Auf Connor gestützt stand der alte Clanchief lange vor dem Leichnam seines Sohnes Gordon, den man in der Halle mit den übrigen Opfern der Schlacht aufgebahrt hatte. Es war nicht Connor gewesen, der seinen Bruder erschlug, denn der Ansturm von Gavins Rittern hatte den Kampf der Brüder unterbrochen. Sie waren getrennt worden, und Gordon hatte irgendwo im Schlachtgewühl den tödlichen Hieb empfangen, niemand wusste, wer ihn geführt hatte, ob es ein Schotte oder ein Engländer gewesen war. Malcolms Gesicht war reglos, während er auf den toten Sohn blickte, Connor aber weinte um seinen Bruder.
»Er soll auf den Friedhof von Glenworth Castle beerdigt werden, Vater«, forderte er. »Was immer er auch getan hat - er bleibt mein Bruder, und ich habe ihn geliebt.«
Schweigend hatte der alte Malcolm sich abgewendet, er würde Connor diesen Wunsch erfüllen, schon um Cajas willen, die beide Söhne mit der gleichen mütterlichen Liebe umfangen hatte. Connor führte den Vater hinauf in das Gemach des Burgherrn, damit er ausruhen konnte, dann begab er sich in Briannas Obhut, denn sie hatte darauf bestanden, seine Wunden zu versorgen.
Gavin MacMorris war trotz seines verletzten Beines überall auf der Burg zu sehen, der Sieg über die Engländer hatte ihn derart mit Stolz und Begeisterung erfüllt, so dass er nicht zur Ruhe kam. Er humpelte herum, sorgte dafür, dass die Wachen auf den Türmen aufmerksam blieben, lobte die Taten seiner
Kämpfer, teilte Geschenke aus, tröstete die Verwandten der Gefallenen, ermutigte die Verwundeten.

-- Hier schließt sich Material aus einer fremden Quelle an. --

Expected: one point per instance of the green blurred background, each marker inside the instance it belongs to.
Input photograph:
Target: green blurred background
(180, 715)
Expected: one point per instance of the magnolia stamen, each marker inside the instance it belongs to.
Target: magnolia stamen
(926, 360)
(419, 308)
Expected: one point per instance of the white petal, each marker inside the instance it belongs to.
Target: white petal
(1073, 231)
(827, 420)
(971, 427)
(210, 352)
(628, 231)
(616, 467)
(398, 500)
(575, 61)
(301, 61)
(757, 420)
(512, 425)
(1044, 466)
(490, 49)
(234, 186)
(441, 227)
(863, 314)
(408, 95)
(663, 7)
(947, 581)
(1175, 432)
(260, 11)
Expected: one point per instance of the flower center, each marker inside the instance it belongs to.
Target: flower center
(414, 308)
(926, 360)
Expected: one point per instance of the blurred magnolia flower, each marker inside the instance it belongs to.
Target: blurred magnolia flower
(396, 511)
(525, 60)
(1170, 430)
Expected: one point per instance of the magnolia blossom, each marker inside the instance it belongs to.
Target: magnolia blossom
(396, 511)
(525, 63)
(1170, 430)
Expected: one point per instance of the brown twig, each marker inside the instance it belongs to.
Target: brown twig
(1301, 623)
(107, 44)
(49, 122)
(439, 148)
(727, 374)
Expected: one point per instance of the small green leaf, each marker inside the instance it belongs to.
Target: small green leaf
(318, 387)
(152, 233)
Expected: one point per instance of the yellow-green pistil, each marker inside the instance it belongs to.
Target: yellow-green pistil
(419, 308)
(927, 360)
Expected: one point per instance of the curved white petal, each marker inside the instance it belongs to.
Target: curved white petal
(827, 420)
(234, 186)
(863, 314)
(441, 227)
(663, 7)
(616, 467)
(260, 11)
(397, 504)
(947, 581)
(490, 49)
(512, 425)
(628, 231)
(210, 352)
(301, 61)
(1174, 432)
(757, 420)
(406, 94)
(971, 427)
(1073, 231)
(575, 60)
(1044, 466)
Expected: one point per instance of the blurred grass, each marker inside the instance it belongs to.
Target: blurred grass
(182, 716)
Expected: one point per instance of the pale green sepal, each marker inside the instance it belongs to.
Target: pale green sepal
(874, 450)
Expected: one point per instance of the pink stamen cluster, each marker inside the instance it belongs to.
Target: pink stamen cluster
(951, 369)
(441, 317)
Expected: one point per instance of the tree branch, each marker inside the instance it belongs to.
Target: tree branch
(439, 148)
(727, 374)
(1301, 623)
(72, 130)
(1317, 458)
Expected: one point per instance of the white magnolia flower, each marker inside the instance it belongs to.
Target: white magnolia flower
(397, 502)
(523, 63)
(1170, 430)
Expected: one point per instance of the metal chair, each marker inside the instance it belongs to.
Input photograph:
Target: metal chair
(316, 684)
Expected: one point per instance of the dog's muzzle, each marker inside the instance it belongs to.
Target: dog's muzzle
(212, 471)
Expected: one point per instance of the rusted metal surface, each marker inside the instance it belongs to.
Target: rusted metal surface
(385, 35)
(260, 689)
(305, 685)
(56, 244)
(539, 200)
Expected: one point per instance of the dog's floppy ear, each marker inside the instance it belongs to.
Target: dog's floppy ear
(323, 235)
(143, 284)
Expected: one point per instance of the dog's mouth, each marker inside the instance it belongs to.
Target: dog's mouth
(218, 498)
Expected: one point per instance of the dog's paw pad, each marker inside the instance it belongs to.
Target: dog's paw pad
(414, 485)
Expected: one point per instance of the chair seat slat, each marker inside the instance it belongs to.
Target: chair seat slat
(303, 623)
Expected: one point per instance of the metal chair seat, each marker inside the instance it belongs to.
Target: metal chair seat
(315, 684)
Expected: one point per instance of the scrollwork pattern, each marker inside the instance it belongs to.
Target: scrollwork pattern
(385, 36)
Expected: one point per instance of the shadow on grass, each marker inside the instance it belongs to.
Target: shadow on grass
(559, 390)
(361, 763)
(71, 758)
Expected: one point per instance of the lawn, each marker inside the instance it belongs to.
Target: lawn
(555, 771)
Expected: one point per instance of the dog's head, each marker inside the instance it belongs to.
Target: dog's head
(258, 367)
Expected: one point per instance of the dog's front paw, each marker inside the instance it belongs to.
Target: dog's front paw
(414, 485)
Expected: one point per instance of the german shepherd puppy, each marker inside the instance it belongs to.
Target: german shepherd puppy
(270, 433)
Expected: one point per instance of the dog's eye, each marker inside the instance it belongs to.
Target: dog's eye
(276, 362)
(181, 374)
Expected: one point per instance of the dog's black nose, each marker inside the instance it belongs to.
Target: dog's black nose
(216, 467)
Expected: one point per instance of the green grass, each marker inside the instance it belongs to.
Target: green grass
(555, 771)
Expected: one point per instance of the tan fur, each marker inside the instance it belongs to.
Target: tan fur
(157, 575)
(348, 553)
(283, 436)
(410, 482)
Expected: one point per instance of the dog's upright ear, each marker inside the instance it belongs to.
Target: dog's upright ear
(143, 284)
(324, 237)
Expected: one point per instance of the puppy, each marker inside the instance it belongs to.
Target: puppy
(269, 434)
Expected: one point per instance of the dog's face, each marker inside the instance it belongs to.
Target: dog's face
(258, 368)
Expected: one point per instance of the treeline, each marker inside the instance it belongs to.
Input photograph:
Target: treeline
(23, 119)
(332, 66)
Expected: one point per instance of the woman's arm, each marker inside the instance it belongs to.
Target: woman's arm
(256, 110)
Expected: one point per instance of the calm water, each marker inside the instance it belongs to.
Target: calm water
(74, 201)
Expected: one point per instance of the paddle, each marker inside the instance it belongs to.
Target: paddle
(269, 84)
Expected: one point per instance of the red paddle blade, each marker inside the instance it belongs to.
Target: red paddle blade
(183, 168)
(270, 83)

Erst als man im Hof schon die Fackeln anzündete, schleppte er sich erschöpft in sein Gemach, öffnete die Fenster, um besser in den Burghof hinabsehen zu können, und ließ sich endlich neben Malcolm auf einem Stuhl nieder.
»Du solltest dich ausruhen«, bemerkte Malcolm lächelnd. »Deine Wunde wird nicht besser, wenn du herumrennst wie ein aufgescheuchter Hahn. Nicht, dass es dir so geht wie mir …«
Er schlug mit der linken Hand gegen sein lahmes Bein, aber Gavin hatte für diese Mahnung nur ein müdes Grinsen.
»Ach was! In zwei Wochen ist die Wunde geheilt. Denkst du, ich will humpeln wie ein Gnom, wenn ich Connor meine Schwester zuführe?«
Malcolm nickte zufrieden,
»Diese Hochzeit wird bekräftigen, was längst eine Tatsache ist, Gavin. Wir Schotten sind nur gemeinsam stark, der Tag wird kommen, an dem wir die verfluchte englische Herrschaft abschütteln. Isla wird einen guten Ehemann bekommen …«
»Nicht Isla«, unterbrach Gavin, der es nicht lassen konnte, vom Fenster aus den Burghof zu überwachen.
»Nicht Isla?«
»Nein Malcolm. Isla ist nicht die Braut. Connors Braut steht dort unten, wenn du dich von deinem Stuhl erhebst, kannst du sie im Schein der Fackeln sehen.«
Malcolm hatte Mühe beim Aufstehen und obgleich Gavin selbst unsicher auf den Füßen stand, griff er rasch zu, um ihn zu stützen. Nebeneinander lehnten sie über die gemauerte Fensterbrüstung.
»Ich sehe nur die blonde Bardin, die dort bei Connor steht«
»Du siehst ganz recht, Malcolm. Brianna MacMorris ist Connors Braut.”